La Commission canadienne de sûreté nucléaire (CCSN), chargée de réglementer l'utilisation de cette énergie au pays, met en doute la crédibilité du Bureau d'audiences publiques sur l'environnement (BAPE).

Dans une lettre adressée au ministre de l'Environnement David Heurtel, la Commission fustige l'organisme québécois pour un rapport «troublant» sur l'exploitation de l'uranium, dont les conclusions «manquent de fondement scientifique et de rigueur» et induisent «en erreur» les Québécois.

Le 17 juillet dernier, le BAPE recommandait au ministre de l'Environnement de ne pas donner le feu vert à l'uranium sur le territoire québécois. 

Le bureau, chargé de donner des avis à David Heurtel, concluait qu'il subsistait de «nombreuses lacunes et incertitudes technologiques et scientifiques» pour un minerai qui serait radioactif «des milliers d'années». La commission d'enquête, présidée par l'ancien journaliste Louis-Gilles Francoeur, suggérait également qu'il y avait une importante contestation sociale. 

«Le dossier est loin de susciter un consensus social et politique, ce qui se traduit au Québec par une très faible acceptabilité. Dans les communautés autochtones des territoires conventionnés de la Baie-James et du Nunavik ainsi que du Québec méridional, le rejet de la filière uranifère est quasi unanime», indique le rapport québécois.

Des préjugés

Or, ce document a été vivement critiqué dans une lettre publiée par le président de la Commission canadienne de sûreté nucléaire, Michael Binder, que La Presse a consultée. La CCSN accuse le BAPE de s'être basé sur des préjugés plutôt que sur des faits scientifiques. 

«Il est évident que la recommandation du BAPE d'étouffer les projets d'exploitation est fondée sur la perception du manque d'acceptabilité sociale, et non sur des principes scientifiques éprouvés.» La CCSN affirme avoir fourni au BAPE de nombreux documents prouvant qu'il est possible d'exploiter l'uranium au pays de façon à assurer la sécurité environnementale et écologique.

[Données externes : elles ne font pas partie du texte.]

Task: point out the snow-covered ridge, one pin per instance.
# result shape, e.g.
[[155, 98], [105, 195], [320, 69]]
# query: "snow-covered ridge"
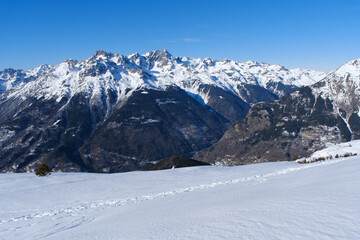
[[156, 69], [342, 86]]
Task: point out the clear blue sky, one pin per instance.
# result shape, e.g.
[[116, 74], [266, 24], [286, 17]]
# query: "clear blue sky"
[[295, 33]]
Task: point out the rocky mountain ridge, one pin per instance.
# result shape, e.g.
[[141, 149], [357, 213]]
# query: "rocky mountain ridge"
[[113, 113], [297, 124]]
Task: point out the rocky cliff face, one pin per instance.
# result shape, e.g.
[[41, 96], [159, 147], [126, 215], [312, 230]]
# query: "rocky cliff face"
[[118, 113], [295, 125]]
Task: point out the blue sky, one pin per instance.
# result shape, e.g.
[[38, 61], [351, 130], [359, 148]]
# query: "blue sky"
[[320, 35]]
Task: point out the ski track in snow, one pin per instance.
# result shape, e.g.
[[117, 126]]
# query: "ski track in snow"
[[72, 211]]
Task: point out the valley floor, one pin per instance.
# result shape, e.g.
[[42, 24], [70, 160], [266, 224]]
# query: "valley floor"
[[283, 200]]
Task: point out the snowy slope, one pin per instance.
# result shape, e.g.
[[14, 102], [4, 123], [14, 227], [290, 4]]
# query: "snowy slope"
[[342, 86], [283, 200], [156, 69]]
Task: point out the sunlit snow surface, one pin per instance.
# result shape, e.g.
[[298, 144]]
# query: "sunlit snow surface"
[[283, 200]]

Selon la Commission, les preuves démontrent que les activités nucléaires canadiennes figurent parmi «les plus sûres et [les plus] sécuritaires au monde», y compris pour les personnes vivant près des sites. «Suggérer que l'extraction minière de l'uranium n'est pas sécuritaire revient à dire que la CCSN et le gouvernement de la Saskatchewan n'ont pas été responsables à l'égard de l'approbation et de la surveillance des mines d'uranium au Canada au cours des 30 dernières années».

La décision du ministre

Il incombe au ministre de l'Environnement, David Heurtel, d'imposer ou non un moratoire sur l'exploitation de l'uranium dans la province. 

Appelé à réagir au sujet de la lettre envoyée par le président de la Commission canadienne de sûreté nucléaire, le bureau du ministre a fait savoir par courriel à La Presse qu'il veut plus de temps pour analyser le dossier. 

«Le gouvernement prendra le temps nécessaire pour réaliser une analyse rigoureuse de l'ensemble des conclusions du BAPE. C'est pourquoi il met en place un comité interministériel composé des ministères et organismes concernés.»

Le seul projet uranifère au Québec assez important pour avoir besoin d'une autorisation gouvernementale était celui de Strateco, situé dans un territoire cri au nord de Chibougamau. La société minière s'est placée sous la protection de la loi, a vendu ses actifs et poursuit maintenant le gouvernement du Québec pour 190 millions.

Il nous a été impossible de joindre le BAPE hier en soirée.